The poet and critic Parker Tyler once described the movie theater as the “psychoanalytic clinic of the average worker.” Tsai Ming-liang’s latest feature puts one such clinic under analysis. Goodbye Dragon Inn concerns the inner life of a poured-concrete cavern in the heart of Taipei, a shabby temple unspooling an old martial arts flick—namely King Hu’s 1966 Dragon Inn—to a handful of devotees.
Because the theater is about to shut down, there’s a superficial resemblance to the canned nostalgia of Cinema Paradiso. But Goodbye Dragon Inn, which was shown once at the 2003 New York Film Festival and again as part of BAM’s “Village Voice Best of 2003″ series, is far less sentimental and considerably funnier than the old Miramax pocket liner. And because Tsai is the director, Goodbye Dragon Inn is also a movie of elegant understatement and considerable formal intelligence.
In one sense, the movie is a superimposed double feature, or a sort of gallery installation, with Hu’s wildly kinetic movie collapsed into Tsai’s programmatically static one. (Writing in Cinema Scope, Chuck Stephens called this “the slowest swordplay film ever made.”) The action is entirely confined to the Fu-Ho theater and Hu’s classic runs throughout—if sometimes present only as overheard music or the whir of the projector. At times, the big screen (within the screen) opens a glorious chasm of deep space in the gloomy Fu-Ho bunker. More often, the screen is glimpsed through curtains or severely angled. Always, however, Dragon Inn provides Goodbye with a variety of shadows to contemplate—in some shots, the internal movie registers only as patterns of light shifting on the empty seats. Meanwhile, Tsai’s trademark monsoon allows for the contrapuntal pitter-patter of water leaking through the theater’s roof.
Tsai’s characters include a young woman with a severe limp who takes tickets at the box office and cleans up after the show, a little boy attending the movie with his nostalgic grandfather, and a lonely Japanese tourist, who alternates between watching the movie and hopefully cruising the largely empty theater. The movie-within-the-movie aside, the first line of dialogue occurs midway through: “Do you know this theater is haunted?” someone asks the Japanese tourist. Indeed it is. Poltergeists noisily gobble their sunflower seeds. A pair of feet suddenly materializes over the tourist’s shoulder. Two of Dragon Inn‘s actors, Miao Tien and Chun Shih, are in the audience watching their young selves on-screen. But Tsai is less concerned with nostalgia than a sense of cosmic ritual or what might be called the “historical uncanny.” (In this sense, Goodbye Dragon Inn is a version of Pat O’Neill’s Decay of Fiction or a minimalist cousin to Irma Vep.)

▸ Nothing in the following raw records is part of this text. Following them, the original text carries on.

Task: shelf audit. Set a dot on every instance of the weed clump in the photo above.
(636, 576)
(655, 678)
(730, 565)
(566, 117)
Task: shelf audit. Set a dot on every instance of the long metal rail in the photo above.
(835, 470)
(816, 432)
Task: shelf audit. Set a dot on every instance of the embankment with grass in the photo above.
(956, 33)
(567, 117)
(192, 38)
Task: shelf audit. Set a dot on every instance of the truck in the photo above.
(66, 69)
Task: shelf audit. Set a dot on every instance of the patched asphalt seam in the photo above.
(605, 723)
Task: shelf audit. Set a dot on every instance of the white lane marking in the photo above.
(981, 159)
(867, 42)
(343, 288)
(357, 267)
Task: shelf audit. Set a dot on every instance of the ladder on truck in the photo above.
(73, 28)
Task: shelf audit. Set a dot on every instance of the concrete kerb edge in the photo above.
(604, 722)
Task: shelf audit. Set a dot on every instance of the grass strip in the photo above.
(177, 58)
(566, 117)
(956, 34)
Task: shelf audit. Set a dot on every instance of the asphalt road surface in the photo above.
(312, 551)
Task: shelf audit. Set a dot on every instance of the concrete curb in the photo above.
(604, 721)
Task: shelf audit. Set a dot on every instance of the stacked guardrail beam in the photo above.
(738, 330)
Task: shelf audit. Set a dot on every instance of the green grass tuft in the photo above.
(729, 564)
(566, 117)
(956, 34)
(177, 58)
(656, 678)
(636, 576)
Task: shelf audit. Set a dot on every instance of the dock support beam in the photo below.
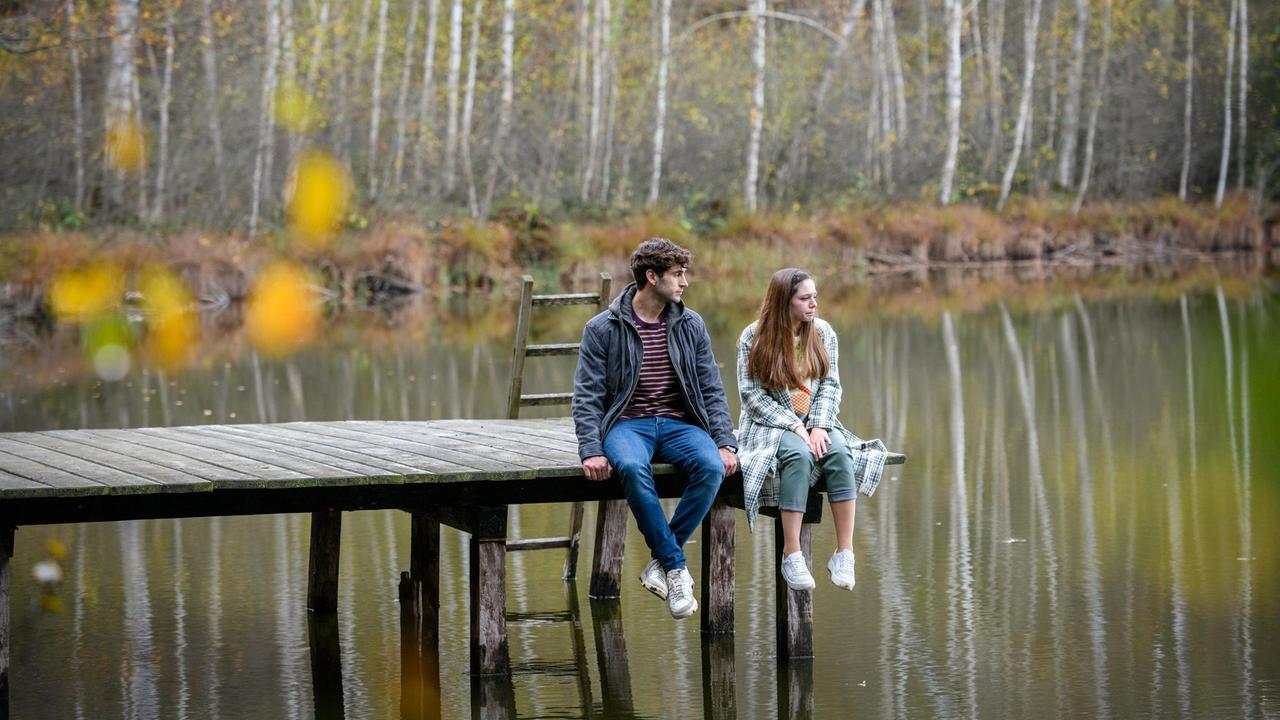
(794, 607)
(611, 537)
(718, 550)
(323, 573)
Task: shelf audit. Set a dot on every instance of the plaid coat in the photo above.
(767, 414)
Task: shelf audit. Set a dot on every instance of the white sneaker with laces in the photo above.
(680, 593)
(841, 566)
(654, 579)
(795, 572)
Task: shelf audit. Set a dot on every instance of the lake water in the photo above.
(1086, 527)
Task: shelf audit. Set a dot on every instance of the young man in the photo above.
(648, 390)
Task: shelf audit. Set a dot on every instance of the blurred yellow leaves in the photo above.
(283, 309)
(318, 197)
(126, 145)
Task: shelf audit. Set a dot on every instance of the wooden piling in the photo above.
(794, 607)
(323, 572)
(611, 537)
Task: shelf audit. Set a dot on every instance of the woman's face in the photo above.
(804, 301)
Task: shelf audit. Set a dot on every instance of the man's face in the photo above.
(672, 283)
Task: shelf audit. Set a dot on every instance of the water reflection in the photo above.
(1080, 531)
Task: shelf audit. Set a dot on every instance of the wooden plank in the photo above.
(256, 450)
(330, 447)
(718, 547)
(323, 565)
(257, 437)
(181, 463)
(64, 482)
(68, 445)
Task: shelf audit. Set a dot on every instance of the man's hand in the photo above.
(730, 460)
(597, 468)
(818, 442)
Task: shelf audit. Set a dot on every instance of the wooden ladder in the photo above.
(516, 399)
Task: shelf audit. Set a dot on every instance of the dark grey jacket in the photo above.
(608, 372)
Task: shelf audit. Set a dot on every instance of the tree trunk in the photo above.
(119, 91)
(508, 74)
(469, 108)
(955, 18)
(265, 132)
(397, 165)
(375, 99)
(451, 131)
(77, 103)
(1187, 106)
(1031, 32)
(1226, 108)
(165, 92)
(426, 101)
(1098, 91)
(659, 123)
(1074, 82)
(753, 147)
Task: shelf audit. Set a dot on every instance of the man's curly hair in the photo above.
(659, 255)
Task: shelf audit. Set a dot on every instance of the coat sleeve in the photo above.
(755, 399)
(826, 401)
(589, 392)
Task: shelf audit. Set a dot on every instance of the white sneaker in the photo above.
(841, 566)
(680, 593)
(654, 579)
(795, 572)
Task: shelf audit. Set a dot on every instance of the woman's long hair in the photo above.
(772, 359)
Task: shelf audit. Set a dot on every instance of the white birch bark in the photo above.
(165, 94)
(402, 101)
(1242, 110)
(265, 132)
(753, 146)
(659, 123)
(1074, 83)
(955, 17)
(469, 108)
(1031, 32)
(451, 128)
(120, 81)
(1098, 91)
(1226, 106)
(508, 81)
(1187, 105)
(426, 100)
(375, 100)
(77, 101)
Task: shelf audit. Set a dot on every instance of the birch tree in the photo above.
(1187, 105)
(120, 82)
(375, 100)
(402, 101)
(1098, 92)
(426, 100)
(659, 122)
(77, 101)
(1226, 106)
(1074, 85)
(451, 131)
(1031, 32)
(955, 18)
(508, 72)
(753, 146)
(265, 132)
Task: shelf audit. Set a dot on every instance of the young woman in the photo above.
(789, 433)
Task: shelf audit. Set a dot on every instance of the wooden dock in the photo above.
(461, 473)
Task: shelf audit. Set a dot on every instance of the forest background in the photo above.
(520, 132)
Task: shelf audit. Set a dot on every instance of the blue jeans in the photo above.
(631, 446)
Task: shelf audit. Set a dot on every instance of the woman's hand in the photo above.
(818, 442)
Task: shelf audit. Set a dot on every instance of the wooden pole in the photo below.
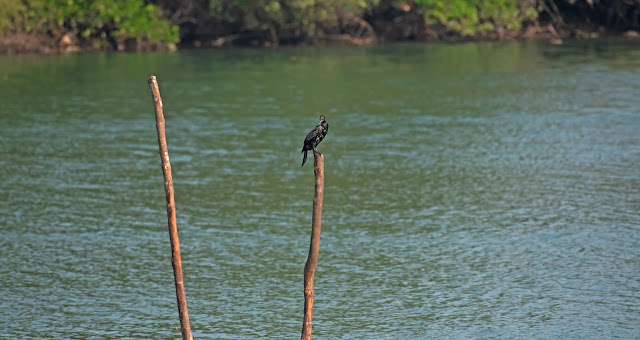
(314, 246)
(176, 262)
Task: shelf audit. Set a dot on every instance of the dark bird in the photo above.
(314, 137)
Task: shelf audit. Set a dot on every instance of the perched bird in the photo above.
(314, 137)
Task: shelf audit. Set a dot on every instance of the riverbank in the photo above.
(20, 43)
(169, 25)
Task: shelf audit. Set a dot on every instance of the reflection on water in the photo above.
(472, 191)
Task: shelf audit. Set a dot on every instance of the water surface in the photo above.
(482, 190)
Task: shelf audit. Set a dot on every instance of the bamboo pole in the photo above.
(176, 262)
(314, 246)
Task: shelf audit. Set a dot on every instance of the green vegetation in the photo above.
(471, 17)
(111, 24)
(97, 21)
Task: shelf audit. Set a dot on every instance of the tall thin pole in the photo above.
(176, 262)
(314, 246)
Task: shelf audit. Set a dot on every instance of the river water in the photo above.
(476, 190)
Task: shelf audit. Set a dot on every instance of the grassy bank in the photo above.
(43, 26)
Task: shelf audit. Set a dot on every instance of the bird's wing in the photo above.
(311, 135)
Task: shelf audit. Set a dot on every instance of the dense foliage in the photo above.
(104, 23)
(90, 20)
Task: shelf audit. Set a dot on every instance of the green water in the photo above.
(487, 191)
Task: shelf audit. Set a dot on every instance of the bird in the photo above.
(314, 137)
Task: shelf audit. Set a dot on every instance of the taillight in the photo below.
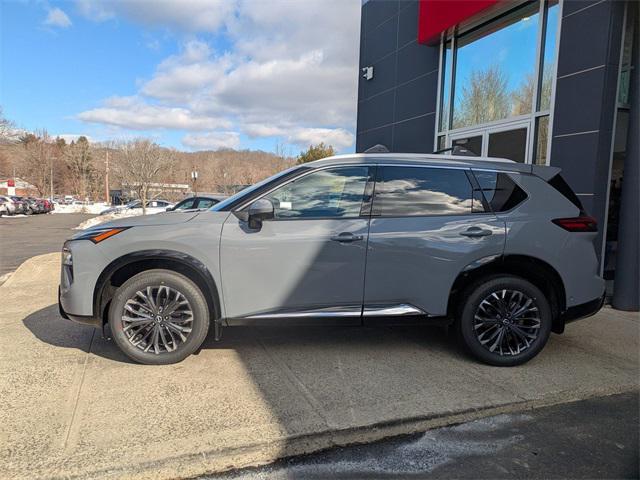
(584, 223)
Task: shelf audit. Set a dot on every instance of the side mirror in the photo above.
(258, 212)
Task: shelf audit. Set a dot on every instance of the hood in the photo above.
(172, 218)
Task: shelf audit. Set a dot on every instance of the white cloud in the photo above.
(57, 18)
(289, 69)
(212, 141)
(183, 15)
(338, 137)
(129, 112)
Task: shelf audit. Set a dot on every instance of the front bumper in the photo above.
(583, 310)
(85, 320)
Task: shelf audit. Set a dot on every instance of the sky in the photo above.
(189, 74)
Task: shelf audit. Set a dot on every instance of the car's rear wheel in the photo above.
(159, 317)
(505, 320)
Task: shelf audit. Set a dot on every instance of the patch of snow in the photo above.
(124, 213)
(92, 208)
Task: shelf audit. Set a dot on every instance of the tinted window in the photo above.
(206, 202)
(335, 192)
(412, 191)
(186, 204)
(500, 191)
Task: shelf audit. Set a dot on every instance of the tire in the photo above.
(479, 320)
(162, 285)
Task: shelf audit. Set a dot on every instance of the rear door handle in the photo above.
(346, 237)
(475, 232)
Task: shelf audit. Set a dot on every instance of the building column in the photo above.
(626, 291)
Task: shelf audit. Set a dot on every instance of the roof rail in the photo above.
(377, 148)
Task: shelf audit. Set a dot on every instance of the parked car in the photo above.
(200, 202)
(502, 250)
(34, 204)
(157, 204)
(9, 205)
(22, 206)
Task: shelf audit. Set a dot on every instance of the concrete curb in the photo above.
(5, 277)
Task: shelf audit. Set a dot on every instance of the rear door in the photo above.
(428, 224)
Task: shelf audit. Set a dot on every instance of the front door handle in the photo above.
(475, 232)
(346, 237)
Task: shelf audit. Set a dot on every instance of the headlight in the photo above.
(99, 234)
(67, 259)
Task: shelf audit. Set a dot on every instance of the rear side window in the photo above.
(500, 191)
(563, 187)
(421, 191)
(206, 202)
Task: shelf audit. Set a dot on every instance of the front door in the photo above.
(427, 225)
(309, 260)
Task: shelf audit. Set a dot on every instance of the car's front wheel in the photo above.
(159, 317)
(505, 320)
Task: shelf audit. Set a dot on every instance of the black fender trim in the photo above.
(188, 261)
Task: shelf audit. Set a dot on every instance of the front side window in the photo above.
(186, 204)
(418, 191)
(334, 192)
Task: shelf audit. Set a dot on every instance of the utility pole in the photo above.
(107, 197)
(194, 179)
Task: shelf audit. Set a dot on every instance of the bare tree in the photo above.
(79, 161)
(485, 97)
(35, 167)
(7, 127)
(141, 166)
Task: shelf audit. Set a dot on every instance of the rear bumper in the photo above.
(583, 310)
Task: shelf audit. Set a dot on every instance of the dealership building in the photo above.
(548, 82)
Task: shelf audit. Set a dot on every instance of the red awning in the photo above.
(436, 16)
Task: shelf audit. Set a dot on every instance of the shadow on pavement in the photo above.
(49, 327)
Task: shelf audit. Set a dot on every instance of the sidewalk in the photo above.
(74, 406)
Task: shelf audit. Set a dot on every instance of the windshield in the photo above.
(247, 191)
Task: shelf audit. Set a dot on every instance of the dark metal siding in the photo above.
(397, 107)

Goodbye Dragon Inn puts the history of popular cinema in Taiwan between brackets. Dragon Inn was the first movie Hu produced after breaking with the Hong Kong–based Shaw Brothers and relocating to Taiwan. Among the most influential martial arts films ever made—enriching the genre with a number of new tropes, including sword-wielding maidens and evil eunuchs—it also put Taiwan’s popular cinema on the international map. Goodbye consigns that popular cinema to the crypt even while receding further in time to evoke the increasingly archaic motion picture apparatus itself.
While Tsai’s long, static takes are basic Lumière, his narrative evokes the lost world of silent cinema. A prolonged gag is derived from a spectator’s efforts to retrieve her fallen shoe. A wordless scene in the men’s toilet is a small masterpiece of comic timing. The action is a dance of simple activities: The ticket taker eats her steamed bun and then makes an arduous journey from the box office, leg brace clanking, down an endless corridor and up the narrow stairs to the booth where she leaves a portion of her meal as an offering for the unseen projectionist.
Goodbye Dragon Inn has its metaphysical aspect—are the phantoms on the screen or in the audience; is cinema spiritual or material; does the projectionist really exist? It ends, more or less, with the man in the booth rewinding Dragon Inn. In a witty inside joke, he turns out to be Tsai’s axiomatic protagonist and alter ego, Lee Kang-sheng. He’s the prime mover and it’s his story after all.